You'd think anybody with a soldering iron and some technical know-how with cars could just rewire it... but it seems like a very decisive way to ensure repayment.

pukifloyd
Mar 22, 2010, 04:28 PM
Not sure which I find more distasteful, the actions of the former employee or the actions of the dealership installing the black box to begin with

+1
weird... someone should complain about it...

Keebler
Mar 22, 2010, 11:30 PM
Not sure which I find more distasteful, the actions of the former employee or the actions of the dealership installing the black box to begin with

definitely the employee. As long as the black box is safe in terms of not causing an accident, I can't blame them for protecting their product given the current economy.

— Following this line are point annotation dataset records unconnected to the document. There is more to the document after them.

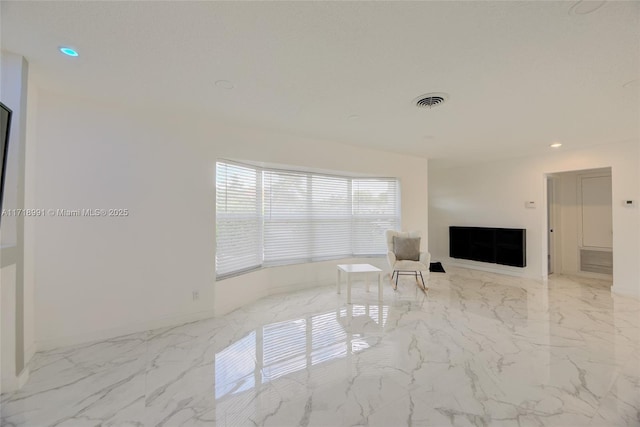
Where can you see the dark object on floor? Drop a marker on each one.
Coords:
(436, 267)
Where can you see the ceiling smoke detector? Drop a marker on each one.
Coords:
(431, 100)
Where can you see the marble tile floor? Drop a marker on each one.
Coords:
(478, 349)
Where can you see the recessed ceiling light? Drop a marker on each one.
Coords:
(224, 84)
(584, 7)
(68, 51)
(430, 100)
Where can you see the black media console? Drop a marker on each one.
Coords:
(506, 246)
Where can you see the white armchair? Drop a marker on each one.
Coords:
(406, 266)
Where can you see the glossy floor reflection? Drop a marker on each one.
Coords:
(478, 350)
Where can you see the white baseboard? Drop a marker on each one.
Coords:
(14, 383)
(52, 343)
(626, 292)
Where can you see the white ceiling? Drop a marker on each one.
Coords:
(520, 75)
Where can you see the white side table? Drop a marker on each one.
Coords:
(366, 269)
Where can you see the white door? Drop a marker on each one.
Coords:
(597, 220)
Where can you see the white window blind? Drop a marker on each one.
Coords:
(287, 217)
(274, 217)
(376, 208)
(238, 218)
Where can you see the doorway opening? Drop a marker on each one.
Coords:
(579, 223)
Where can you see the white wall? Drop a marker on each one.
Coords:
(98, 277)
(493, 194)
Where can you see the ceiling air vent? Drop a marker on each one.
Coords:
(431, 100)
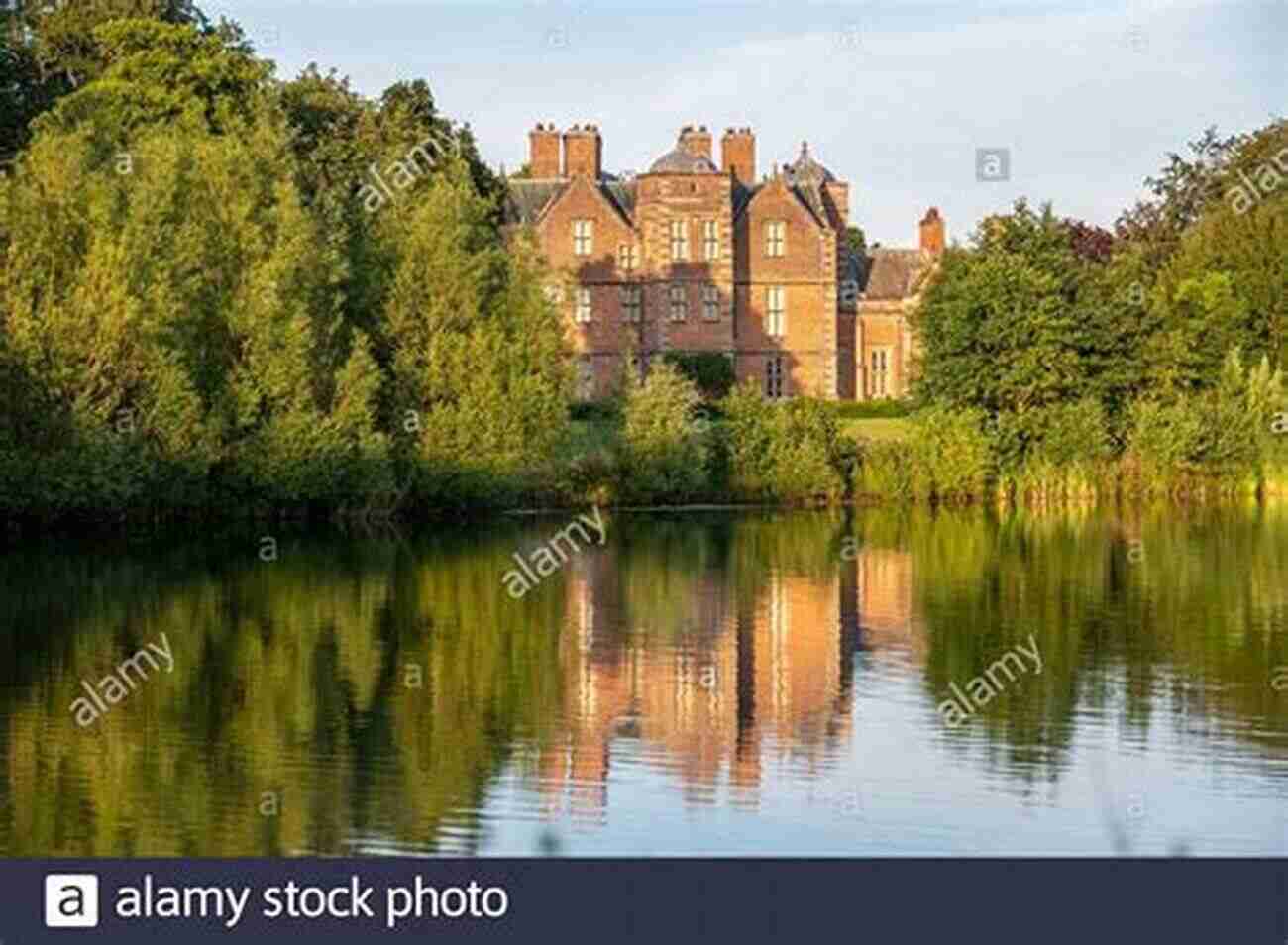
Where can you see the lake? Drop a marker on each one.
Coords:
(700, 682)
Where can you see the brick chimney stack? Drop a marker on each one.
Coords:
(738, 155)
(934, 236)
(584, 153)
(544, 153)
(697, 141)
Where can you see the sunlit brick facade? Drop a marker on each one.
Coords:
(692, 257)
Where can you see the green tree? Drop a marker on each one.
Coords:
(665, 451)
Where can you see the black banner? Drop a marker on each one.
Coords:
(1229, 901)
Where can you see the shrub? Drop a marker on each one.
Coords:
(665, 452)
(1057, 451)
(871, 409)
(711, 372)
(1218, 441)
(786, 451)
(949, 455)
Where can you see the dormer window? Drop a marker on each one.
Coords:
(627, 258)
(679, 241)
(583, 237)
(776, 239)
(711, 240)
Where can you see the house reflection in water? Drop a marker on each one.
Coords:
(745, 682)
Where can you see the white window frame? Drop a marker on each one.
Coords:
(776, 312)
(679, 301)
(627, 258)
(679, 231)
(583, 237)
(776, 377)
(776, 239)
(632, 303)
(880, 373)
(585, 377)
(711, 240)
(711, 303)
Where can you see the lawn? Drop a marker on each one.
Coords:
(876, 429)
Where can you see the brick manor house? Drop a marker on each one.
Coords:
(692, 257)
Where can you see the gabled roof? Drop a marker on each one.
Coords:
(743, 197)
(893, 274)
(527, 200)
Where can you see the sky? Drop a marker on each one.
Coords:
(896, 97)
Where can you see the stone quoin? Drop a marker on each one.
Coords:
(697, 257)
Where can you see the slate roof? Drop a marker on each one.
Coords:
(681, 161)
(806, 170)
(527, 198)
(892, 274)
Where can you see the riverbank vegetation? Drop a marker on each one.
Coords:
(226, 292)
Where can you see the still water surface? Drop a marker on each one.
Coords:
(700, 683)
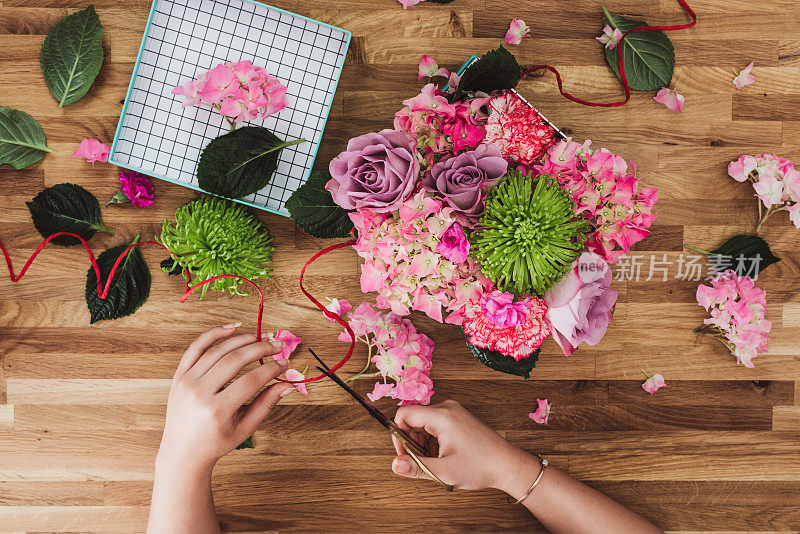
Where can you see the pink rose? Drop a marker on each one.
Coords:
(581, 304)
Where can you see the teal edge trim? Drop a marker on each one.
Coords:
(113, 161)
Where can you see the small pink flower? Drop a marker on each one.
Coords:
(381, 390)
(610, 38)
(137, 188)
(542, 413)
(429, 69)
(516, 31)
(653, 383)
(454, 244)
(290, 343)
(93, 150)
(670, 98)
(744, 77)
(408, 3)
(294, 375)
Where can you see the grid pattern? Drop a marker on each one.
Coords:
(158, 137)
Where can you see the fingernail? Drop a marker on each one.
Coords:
(400, 466)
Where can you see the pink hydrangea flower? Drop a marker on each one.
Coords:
(653, 383)
(744, 78)
(93, 150)
(516, 31)
(542, 413)
(290, 343)
(670, 98)
(454, 244)
(610, 38)
(738, 309)
(428, 68)
(294, 375)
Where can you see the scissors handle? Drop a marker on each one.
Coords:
(413, 449)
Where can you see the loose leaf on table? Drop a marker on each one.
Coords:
(746, 254)
(246, 444)
(240, 163)
(496, 70)
(130, 286)
(66, 208)
(647, 55)
(72, 55)
(503, 363)
(312, 208)
(22, 140)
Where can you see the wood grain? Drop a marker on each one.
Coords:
(718, 449)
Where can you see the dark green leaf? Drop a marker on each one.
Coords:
(66, 208)
(171, 267)
(496, 70)
(22, 141)
(647, 55)
(746, 254)
(246, 444)
(240, 163)
(129, 288)
(72, 55)
(312, 208)
(503, 363)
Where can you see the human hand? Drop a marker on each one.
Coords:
(465, 452)
(205, 419)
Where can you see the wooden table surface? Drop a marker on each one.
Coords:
(82, 407)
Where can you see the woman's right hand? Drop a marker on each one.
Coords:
(470, 455)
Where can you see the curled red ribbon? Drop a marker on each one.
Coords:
(620, 64)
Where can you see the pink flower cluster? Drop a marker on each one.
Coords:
(775, 180)
(240, 91)
(517, 129)
(495, 322)
(737, 309)
(401, 354)
(406, 259)
(439, 126)
(605, 194)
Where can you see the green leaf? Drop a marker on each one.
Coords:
(648, 56)
(746, 254)
(129, 288)
(246, 444)
(22, 140)
(312, 208)
(503, 363)
(66, 208)
(72, 55)
(240, 163)
(496, 70)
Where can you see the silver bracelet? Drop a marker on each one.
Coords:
(545, 463)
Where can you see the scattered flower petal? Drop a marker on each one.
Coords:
(516, 31)
(670, 98)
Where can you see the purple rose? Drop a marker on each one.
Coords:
(581, 304)
(377, 171)
(463, 179)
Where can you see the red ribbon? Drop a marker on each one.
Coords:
(102, 291)
(620, 64)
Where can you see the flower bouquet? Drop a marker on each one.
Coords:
(477, 212)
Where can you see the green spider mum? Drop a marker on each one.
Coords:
(213, 236)
(528, 236)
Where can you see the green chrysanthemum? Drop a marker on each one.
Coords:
(213, 236)
(528, 236)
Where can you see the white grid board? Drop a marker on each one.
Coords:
(187, 37)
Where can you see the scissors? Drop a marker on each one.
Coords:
(412, 447)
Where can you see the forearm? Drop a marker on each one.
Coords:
(564, 505)
(182, 500)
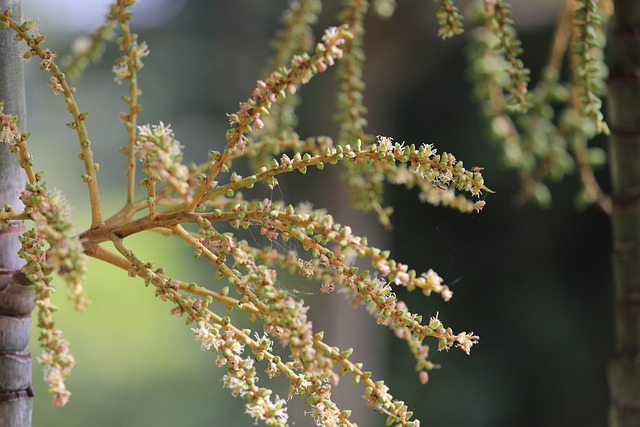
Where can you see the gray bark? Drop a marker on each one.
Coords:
(16, 301)
(624, 112)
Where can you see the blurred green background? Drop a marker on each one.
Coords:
(534, 284)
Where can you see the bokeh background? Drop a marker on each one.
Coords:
(534, 284)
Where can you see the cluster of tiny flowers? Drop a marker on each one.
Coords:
(55, 357)
(447, 338)
(10, 133)
(241, 375)
(449, 19)
(121, 69)
(303, 68)
(161, 155)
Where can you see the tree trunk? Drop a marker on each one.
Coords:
(16, 302)
(624, 111)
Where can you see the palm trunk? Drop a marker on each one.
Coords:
(16, 302)
(624, 111)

I was recently in the US for a week and it always floors me at how large of a machine it truly is. That is NOT an insult or a put down in any manner - just a matter of fact. I can see how easy it would be to get away with stuff so I don't blame the dealership at all.

jampat
Mar 25, 2010, 11:08 AM
Upset employees sometimes do stupid things. Took a brand-new boat out for a spin one time, thing wouldn't rev up past 2000 rpm. It turns out that a previous dealership had gone bankrupt and the employees pulled the spark plugs and drilled the pistons on the motors in the showroom. They put everything back together, so on the surface their wasn't even a mark (and it was two stroke, so you didn't see all the shavings during an oil change).

The dealership we got the boat from just thought they were buying a boat at auction and didn't realize its history.

GadgetGeek71
Mar 25, 2010, 11:13 AM
Not sure which I find more distasteful, the actions of the former employee or the actions of the dealership installing the black box to begin with

+1

Another way of letting big brother in your home...eh...car.

bigjnyc
Mar 25, 2010, 11:26 AM
+1
weird... someone should complain about it...

I'm sure it's buried in the contract somewhere. People are so eager to drive away with a car despite their bad credit that they just sign without reading over everything.

GadgetGeek71
Mar 25, 2010, 11:33 AM
Next thing you know, they'll put remote door locks on your house.

"Sorry, you must first first pay your mortgage before you can open the door...dumb @$$!"